Two stories come to mind from the 1989 revolution in Romania that led to the swift fall of the dictator Nicolae Ceausescu. A pastor named Lazlo Tokes was protected by a crowd of about 10,000 people surrounding his church from the security forces who came to take he and his family away. He led the crowd in repeatedly praying the Lord’s Prayer. Understand, this is in an environment where even a shred of religion was violently suppressed. “Deliver us from evil,” they collectively prayed, over and over. The second story is about a public speech delivered by Ceausescu to about 250,000 people assembled in a massive square. Ceausescu bragged about one accomplishment after another to help the Romanian people. An old woman yelled out “Liar!” Then ten more yelled “Liar!” and then it became hundreds and thousands.

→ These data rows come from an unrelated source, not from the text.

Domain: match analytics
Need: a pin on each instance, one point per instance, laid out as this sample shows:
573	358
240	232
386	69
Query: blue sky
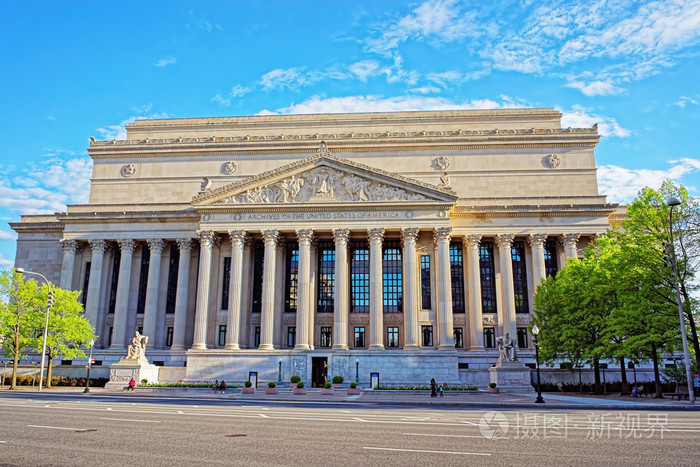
75	69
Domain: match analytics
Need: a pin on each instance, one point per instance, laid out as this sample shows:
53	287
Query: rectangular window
226	283
292	278
86	283
359	278
173	266
392	336
522	338
360	336
426	299
519	277
291	336
487	273
427	333
115	280
459	338
143	279
326	277
392	277
222	335
326	336
489	338
550	258
457	276
258	260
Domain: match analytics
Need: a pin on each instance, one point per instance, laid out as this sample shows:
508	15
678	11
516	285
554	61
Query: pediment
324	178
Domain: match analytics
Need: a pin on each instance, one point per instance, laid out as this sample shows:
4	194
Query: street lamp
535	333
87	381
49	301
688	371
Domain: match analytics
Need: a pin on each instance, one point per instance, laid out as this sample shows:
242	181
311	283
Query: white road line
431	452
130	420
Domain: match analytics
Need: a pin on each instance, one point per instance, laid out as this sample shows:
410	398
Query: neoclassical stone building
401	243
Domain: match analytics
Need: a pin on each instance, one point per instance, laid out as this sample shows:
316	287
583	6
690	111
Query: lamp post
535	333
87	381
49	301
686	354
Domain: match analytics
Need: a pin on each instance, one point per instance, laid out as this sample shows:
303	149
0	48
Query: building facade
398	244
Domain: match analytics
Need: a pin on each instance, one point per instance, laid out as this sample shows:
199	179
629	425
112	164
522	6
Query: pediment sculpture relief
323	184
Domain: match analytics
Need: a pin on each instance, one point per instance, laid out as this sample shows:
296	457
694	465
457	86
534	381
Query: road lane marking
428	451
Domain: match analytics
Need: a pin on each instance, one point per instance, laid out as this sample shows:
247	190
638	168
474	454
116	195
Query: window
522	338
489	338
326	336
392	336
86	283
360	336
427	333
173	266
519	277
226	284
392	277
143	279
326	277
259	257
459	338
292	278
457	276
488	278
359	278
222	335
426	301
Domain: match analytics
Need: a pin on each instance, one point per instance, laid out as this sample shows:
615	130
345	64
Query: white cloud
165	61
621	185
581	117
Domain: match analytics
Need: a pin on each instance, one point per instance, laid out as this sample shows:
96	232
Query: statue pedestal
511	377
121	373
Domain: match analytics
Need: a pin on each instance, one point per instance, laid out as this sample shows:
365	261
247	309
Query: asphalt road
73	429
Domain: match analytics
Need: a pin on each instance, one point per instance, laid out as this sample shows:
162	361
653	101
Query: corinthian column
505	242
156	246
182	293
122	301
340	315
233	325
538	268
476	324
95	282
305	236
376	297
410	237
268	298
445	326
70	247
206	242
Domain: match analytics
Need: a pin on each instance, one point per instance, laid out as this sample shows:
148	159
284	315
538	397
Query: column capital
471	241
156	245
504	241
409	234
127	246
536	240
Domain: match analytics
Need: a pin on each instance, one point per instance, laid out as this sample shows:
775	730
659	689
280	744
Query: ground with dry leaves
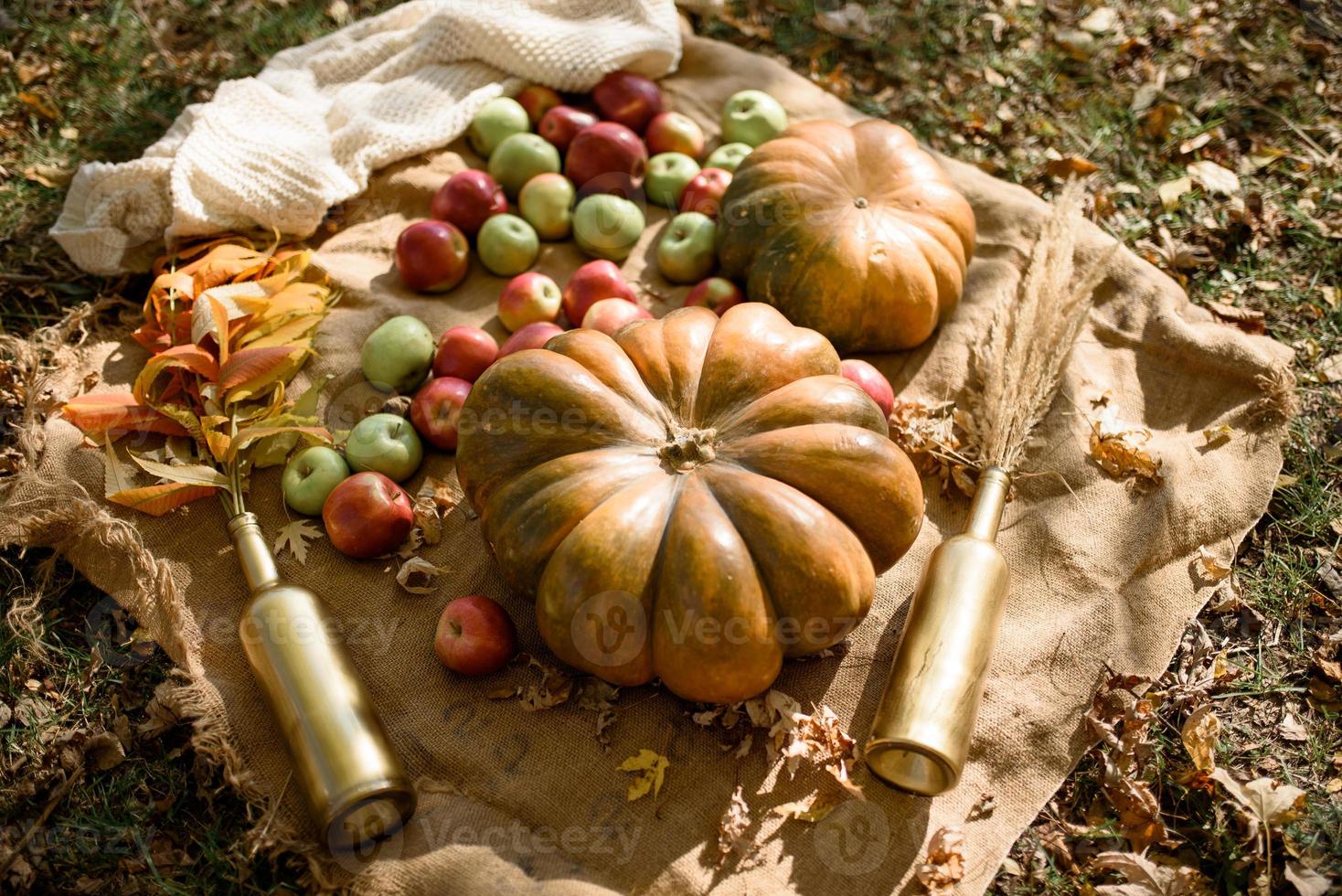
1210	137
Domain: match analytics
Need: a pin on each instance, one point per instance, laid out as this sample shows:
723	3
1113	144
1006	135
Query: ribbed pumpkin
855	232
694	499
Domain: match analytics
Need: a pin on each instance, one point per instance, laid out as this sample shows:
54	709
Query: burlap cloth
516	801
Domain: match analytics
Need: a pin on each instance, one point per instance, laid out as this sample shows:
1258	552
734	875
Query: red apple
872	382
607	158
537	100
705	192
627	98
431	256
610	315
591	283
529	298
464	353
467	200
367	516
474	636
436	410
717	294
674	133
533	336
562	123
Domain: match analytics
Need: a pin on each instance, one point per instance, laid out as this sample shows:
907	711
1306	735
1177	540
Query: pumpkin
855	232
693	499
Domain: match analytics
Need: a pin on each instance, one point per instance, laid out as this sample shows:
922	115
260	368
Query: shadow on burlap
514	801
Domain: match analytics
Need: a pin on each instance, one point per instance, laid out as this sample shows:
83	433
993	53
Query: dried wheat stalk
1018	365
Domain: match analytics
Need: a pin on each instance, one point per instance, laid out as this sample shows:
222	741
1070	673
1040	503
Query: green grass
1244	72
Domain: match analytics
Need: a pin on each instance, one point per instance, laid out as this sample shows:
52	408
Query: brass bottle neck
252	553
985	514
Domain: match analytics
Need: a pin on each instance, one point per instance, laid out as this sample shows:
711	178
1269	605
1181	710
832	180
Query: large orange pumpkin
694	499
855	232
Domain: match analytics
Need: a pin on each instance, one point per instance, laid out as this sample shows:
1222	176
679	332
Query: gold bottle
920	738
350	777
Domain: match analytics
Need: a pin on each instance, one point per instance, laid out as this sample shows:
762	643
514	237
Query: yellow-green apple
507	244
475	636
627	98
367	516
387	444
496	120
751	117
432	256
685	251
717	294
607	227
529	298
438	408
610	315
547	203
872	382
591	283
467	200
705	192
396	356
464	353
562	123
667	177
310	476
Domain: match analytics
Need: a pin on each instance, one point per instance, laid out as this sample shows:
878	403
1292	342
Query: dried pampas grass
1017	367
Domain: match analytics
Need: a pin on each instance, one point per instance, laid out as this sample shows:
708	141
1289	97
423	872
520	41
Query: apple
728	157
467	198
537	100
674	133
593	282
667	177
529	298
607	158
627	98
432	256
872	382
464	353
519	158
438	408
474	636
507	244
717	294
607	227
533	336
386	444
396	356
751	117
310	476
685	252
547	204
496	120
705	192
367	516
562	123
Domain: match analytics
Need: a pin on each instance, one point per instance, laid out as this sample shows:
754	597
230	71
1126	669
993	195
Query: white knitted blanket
274	152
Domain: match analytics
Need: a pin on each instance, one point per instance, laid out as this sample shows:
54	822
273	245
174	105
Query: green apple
396	356
507	244
728	155
496	120
310	476
685	254
751	117
547	203
667	176
607	227
387	444
519	158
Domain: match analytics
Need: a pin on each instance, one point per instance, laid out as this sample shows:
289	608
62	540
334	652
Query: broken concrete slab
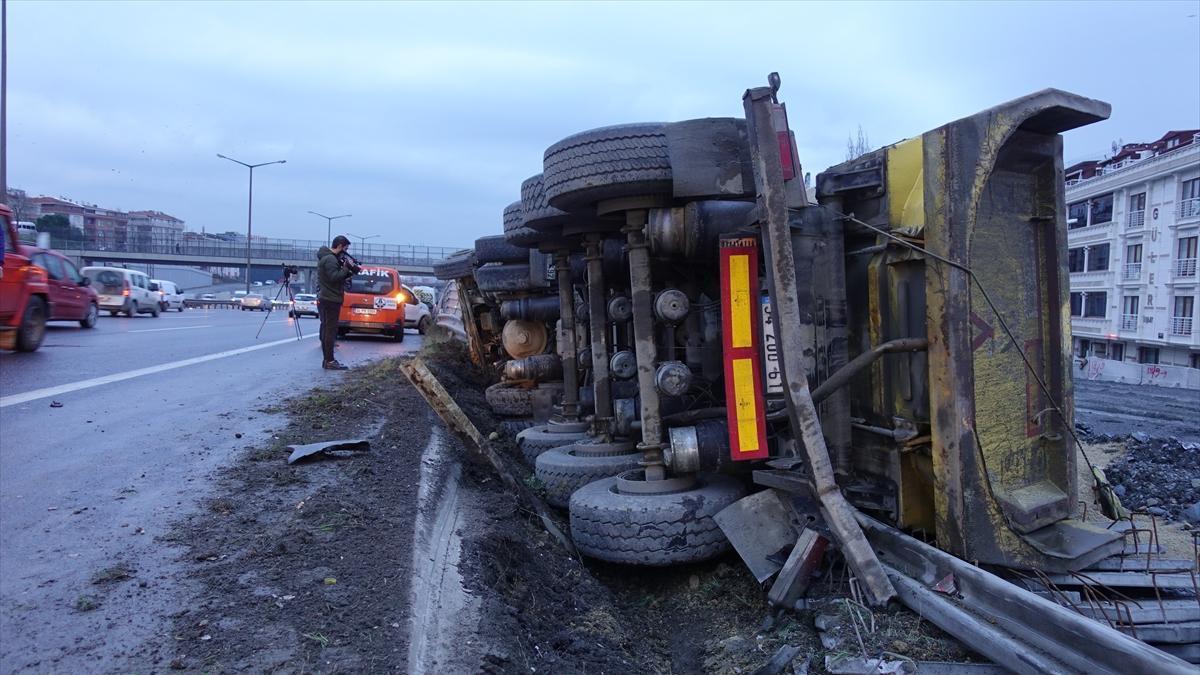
329	449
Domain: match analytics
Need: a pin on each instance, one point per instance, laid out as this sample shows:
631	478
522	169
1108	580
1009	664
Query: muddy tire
538	440
652	530
515	232
496	250
510	428
535	210
33	326
629	160
503	278
457	266
507	399
564	471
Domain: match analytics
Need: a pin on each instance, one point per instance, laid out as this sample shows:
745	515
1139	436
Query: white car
305	304
123	291
169	294
417	314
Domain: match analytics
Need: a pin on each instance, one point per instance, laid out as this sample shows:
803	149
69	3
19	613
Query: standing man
333	269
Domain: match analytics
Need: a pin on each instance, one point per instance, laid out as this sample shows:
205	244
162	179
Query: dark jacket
331	275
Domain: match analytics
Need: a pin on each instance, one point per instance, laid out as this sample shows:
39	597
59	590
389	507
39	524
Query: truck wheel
535	211
511	428
565	470
457	266
508	399
33	326
539	438
652	530
495	249
503	278
628	160
89	320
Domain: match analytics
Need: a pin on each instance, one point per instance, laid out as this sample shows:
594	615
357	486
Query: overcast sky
423	119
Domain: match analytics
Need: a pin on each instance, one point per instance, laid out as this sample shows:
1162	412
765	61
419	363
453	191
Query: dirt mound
1161	476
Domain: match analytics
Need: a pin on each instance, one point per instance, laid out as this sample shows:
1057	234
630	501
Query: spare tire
515	232
508	278
565	470
652	530
628	160
459	266
495	249
504	398
535	210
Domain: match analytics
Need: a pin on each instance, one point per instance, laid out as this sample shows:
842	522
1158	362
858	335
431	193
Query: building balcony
1185	268
1181	326
1188	209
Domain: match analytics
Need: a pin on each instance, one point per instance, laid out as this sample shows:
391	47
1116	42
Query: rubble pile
1159	476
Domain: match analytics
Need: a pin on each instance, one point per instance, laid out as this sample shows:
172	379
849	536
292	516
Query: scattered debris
335	449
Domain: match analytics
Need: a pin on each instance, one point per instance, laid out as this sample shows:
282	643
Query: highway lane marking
17	399
180	328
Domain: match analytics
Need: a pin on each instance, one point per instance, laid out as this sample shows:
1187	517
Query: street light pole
250	204
328	221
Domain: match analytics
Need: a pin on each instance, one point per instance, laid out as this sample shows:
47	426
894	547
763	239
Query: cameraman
333	269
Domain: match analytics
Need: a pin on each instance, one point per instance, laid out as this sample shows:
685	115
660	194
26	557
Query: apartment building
1134	222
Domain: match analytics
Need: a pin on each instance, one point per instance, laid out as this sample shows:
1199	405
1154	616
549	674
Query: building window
1098	257
1075	260
1077	215
1189	198
1186	257
1102	209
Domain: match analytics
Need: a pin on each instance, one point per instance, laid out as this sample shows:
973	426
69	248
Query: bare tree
857	147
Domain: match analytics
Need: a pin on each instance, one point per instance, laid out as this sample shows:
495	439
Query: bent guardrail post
802	412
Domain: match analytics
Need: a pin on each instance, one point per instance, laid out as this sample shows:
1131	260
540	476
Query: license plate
769	351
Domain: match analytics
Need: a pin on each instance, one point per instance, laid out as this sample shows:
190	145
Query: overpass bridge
265	255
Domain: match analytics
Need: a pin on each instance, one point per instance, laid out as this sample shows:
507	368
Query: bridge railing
271	249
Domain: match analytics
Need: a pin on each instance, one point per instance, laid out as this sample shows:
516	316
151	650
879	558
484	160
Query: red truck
24	294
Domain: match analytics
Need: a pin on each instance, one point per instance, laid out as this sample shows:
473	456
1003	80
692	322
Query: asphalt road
150	407
1117	408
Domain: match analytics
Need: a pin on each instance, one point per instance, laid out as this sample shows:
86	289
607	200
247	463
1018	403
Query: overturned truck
881	363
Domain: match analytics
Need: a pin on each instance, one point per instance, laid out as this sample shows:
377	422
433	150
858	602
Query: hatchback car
121	290
72	298
304	305
255	302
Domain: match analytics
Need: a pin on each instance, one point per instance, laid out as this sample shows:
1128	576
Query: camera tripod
285	286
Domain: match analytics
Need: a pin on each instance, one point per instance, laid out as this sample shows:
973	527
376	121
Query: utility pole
328	221
250	205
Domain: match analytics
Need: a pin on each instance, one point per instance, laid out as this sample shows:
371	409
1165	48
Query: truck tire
495	249
539	438
652	530
605	163
509	278
515	232
535	211
564	470
33	326
459	266
507	399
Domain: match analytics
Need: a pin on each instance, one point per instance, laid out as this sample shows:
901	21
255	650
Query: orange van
375	303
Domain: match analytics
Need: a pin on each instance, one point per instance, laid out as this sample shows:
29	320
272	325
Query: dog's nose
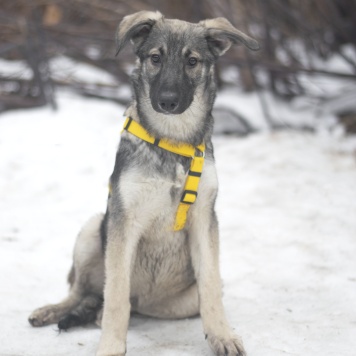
168	101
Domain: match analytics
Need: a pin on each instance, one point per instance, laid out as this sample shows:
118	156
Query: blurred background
307	58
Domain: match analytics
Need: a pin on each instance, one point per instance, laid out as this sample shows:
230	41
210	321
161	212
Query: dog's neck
177	128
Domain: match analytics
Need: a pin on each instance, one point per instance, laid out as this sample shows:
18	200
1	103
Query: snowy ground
287	209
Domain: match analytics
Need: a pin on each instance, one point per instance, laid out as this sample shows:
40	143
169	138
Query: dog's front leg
205	257
119	255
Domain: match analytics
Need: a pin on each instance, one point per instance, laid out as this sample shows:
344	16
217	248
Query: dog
156	250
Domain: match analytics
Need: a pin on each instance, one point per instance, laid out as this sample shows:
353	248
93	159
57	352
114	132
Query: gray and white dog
130	259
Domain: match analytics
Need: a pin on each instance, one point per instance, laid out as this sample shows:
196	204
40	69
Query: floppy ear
221	35
136	28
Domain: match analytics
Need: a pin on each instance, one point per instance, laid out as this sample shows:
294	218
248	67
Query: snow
287	211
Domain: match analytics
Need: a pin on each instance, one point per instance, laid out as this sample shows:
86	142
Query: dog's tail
84	313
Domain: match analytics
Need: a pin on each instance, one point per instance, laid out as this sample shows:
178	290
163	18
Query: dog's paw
44	316
226	346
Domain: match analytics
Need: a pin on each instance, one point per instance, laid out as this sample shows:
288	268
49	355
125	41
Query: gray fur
149	268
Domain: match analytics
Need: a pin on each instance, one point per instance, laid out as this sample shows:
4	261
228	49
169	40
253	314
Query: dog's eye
192	61
155	58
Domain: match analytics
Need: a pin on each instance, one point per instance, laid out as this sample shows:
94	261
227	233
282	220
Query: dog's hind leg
86	279
85	312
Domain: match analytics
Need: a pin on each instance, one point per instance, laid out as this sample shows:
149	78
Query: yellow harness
197	155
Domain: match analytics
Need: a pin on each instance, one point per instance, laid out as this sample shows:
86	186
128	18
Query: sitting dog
156	251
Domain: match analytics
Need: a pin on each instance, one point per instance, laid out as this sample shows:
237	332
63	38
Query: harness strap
196	154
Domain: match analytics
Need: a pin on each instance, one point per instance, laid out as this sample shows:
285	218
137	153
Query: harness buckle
189	197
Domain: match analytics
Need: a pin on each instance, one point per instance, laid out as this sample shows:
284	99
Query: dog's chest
150	194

Tyranny and dictatorships only work through fear. Even a crack in that fear becomes a tear that destroys them from within. George Kennan understood this about the Soviet Union, calling on the Western democracies to contain the Soviets externally knowing that eventually it would collapse from within. (Churchill, Eisenhour, Thatcher, Pope John Paul II, and Reagan knew this, too.)
What can individuals do? Pray. Call out lies. To those secularists who scoff at the idea of “spiritual weapons” I say, remember Hamlet. “There are more things in heaven and earth, Horatio, than are dreamt of in your philosophy.” There is more science, more wonder, more history, more divine than we can fully grasp, but it’s all there.
I hope these things encourage you as much as they do me.